Jan 28, 2013

Einstein Also Studied An Obscure Geological Law

So you thought that all Einstein did was reinvent everything we thought we knew about space and time. Fool. In his spare time, Einstein wrote papers in support of another multidisciplinary badass. He studied Baer's Law, the law that governs the erosion of rivers, and gives us his version of its mechanics.

We know about Einstein's paper on Special Relativity, and we know about his paper on General Relativity. Many of us even know about his paper about chemistry and Brownian Motion. What's less well know is his brief stop over in geology. In 1926, he published a paper that examined Baer's Law. Ever heard of that? You probably haven't - for two different reasons. It doesn't have any practical effect on the world, and Karl Ernst von Baer was such a talented researcher in some areas that, like Einstein, his other achievements overshadowed his work in geology.

Von Baer made a lifelong study of embryology, uncovering the development of everything from birds to humans. He showed that, at different stages of development, embryos from different organisms can look very similar. Basically, he kick-started the field of embryology. But he spent some time studying geology as well, and came up with a theory about the erosion of rivers. Baer's Law is the river equivalent of the Coriolis Effect - which shows that objects moving over long distances are affected by the rotation of the Earth.
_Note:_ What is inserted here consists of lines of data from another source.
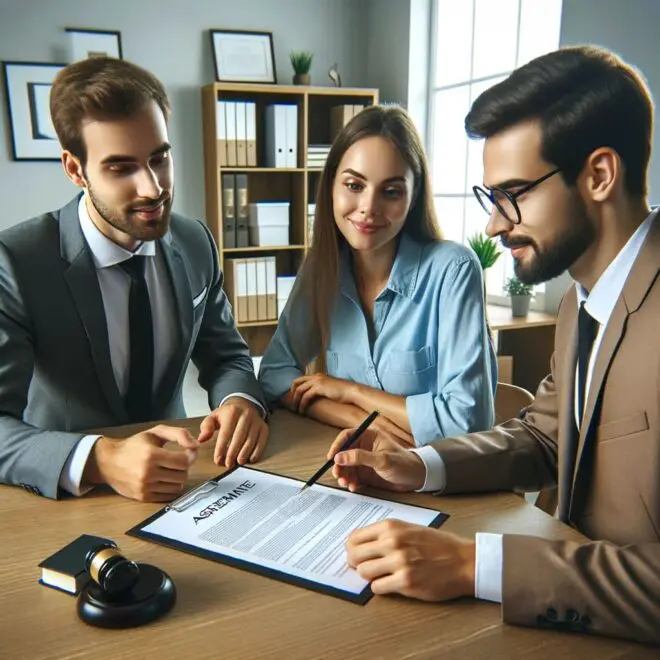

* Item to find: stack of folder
[224,256,277,323]
[215,100,257,167]
[264,103,298,168]
[307,144,330,168]
[222,174,250,249]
Imagine standing on the north pole and being able to throw a ball to the equator. A target is set out for you. But you are standing, basically still, while the target is zooming by so fast that it travels the entire circumference of the Earth in a day. It's zooming, from your perspective, to the left, so your ball seems to curve to the right. The trick of the Coriolis Effect is, when you trundle down to the equator, retrieve your ball, and throw it back up, it will still seem to zoom to the right. How can that be? As you look up towards the north pole from the equator, you are constantly in line with it. But technically you're not. You're being pulled to your right as a high rate of speed. The pole is sitting relatively still, like the center of a merry-go-round. The ball is being pulled, along with you, to the right at a high rate of speed, and as it goes towards the north pole, the ground slows down under it, making it seem to pull to the right, again. In the southern hemisphere, the same thing happens but in reverse. Flying objects are pulled to the left.
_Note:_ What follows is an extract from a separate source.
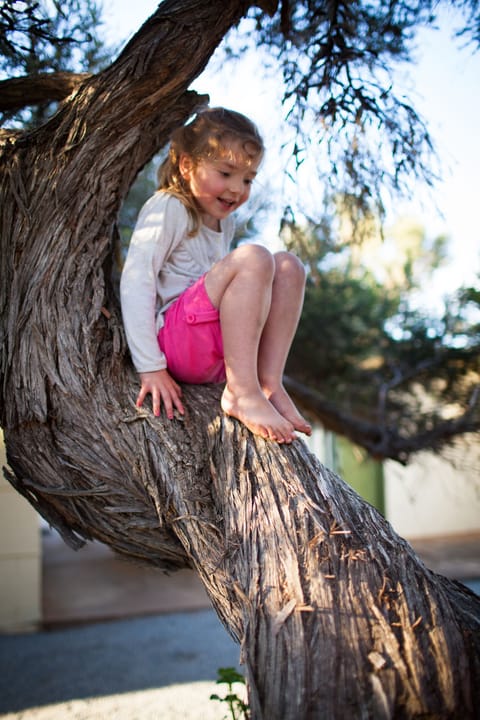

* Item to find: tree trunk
[0,0,480,720]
Baer—and Einstein—reasoned that this didn't just happen with things like air and thrown balls. It happened in the water, too. Rivers experienced this pull, or at least the water in rivers did. Plant your feet to either side of a river in the northern hemisphere, and look downstream, and the water will wash against the right bank more. In the southern hemisphere, it will wash against the left bank. This wear and tear will erode away the sediment on the banks, so in the southern hemisphere the left bank will get more wear, and in the northern hemisphere the right bank will. This was Baer's Law, but people didn't understand the mechanics of it.
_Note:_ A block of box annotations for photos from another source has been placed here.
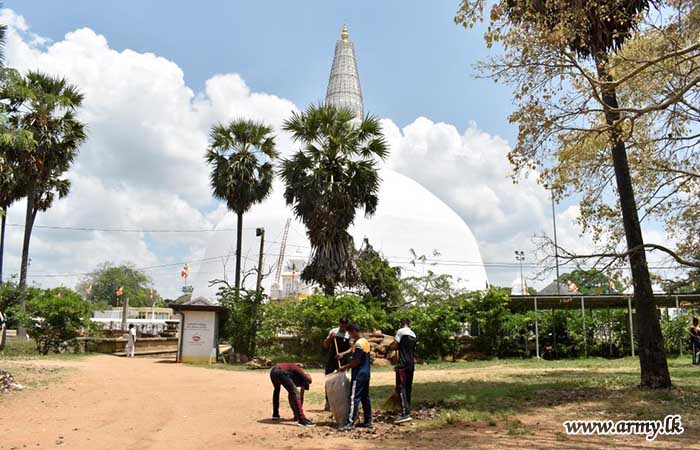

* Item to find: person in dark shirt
[391,319,416,423]
[0,312,7,350]
[270,363,314,427]
[323,317,350,411]
[337,324,372,431]
[690,317,700,364]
Einstein's paper argued that, as water rushed toward a river bank and was pushed away, it experiences an inward push to match the outward push of the water. This establishes a pressure gradient along the banks of the river. Along the bottom of rivers, the water experiences friction, which slows it down and lessens the outward push. The pressure gradient then sweeps the sediment from the sides to the bottom of the river. This, Einstein thought, was the mechanism that ate away at the side of the river, and built up the bottom.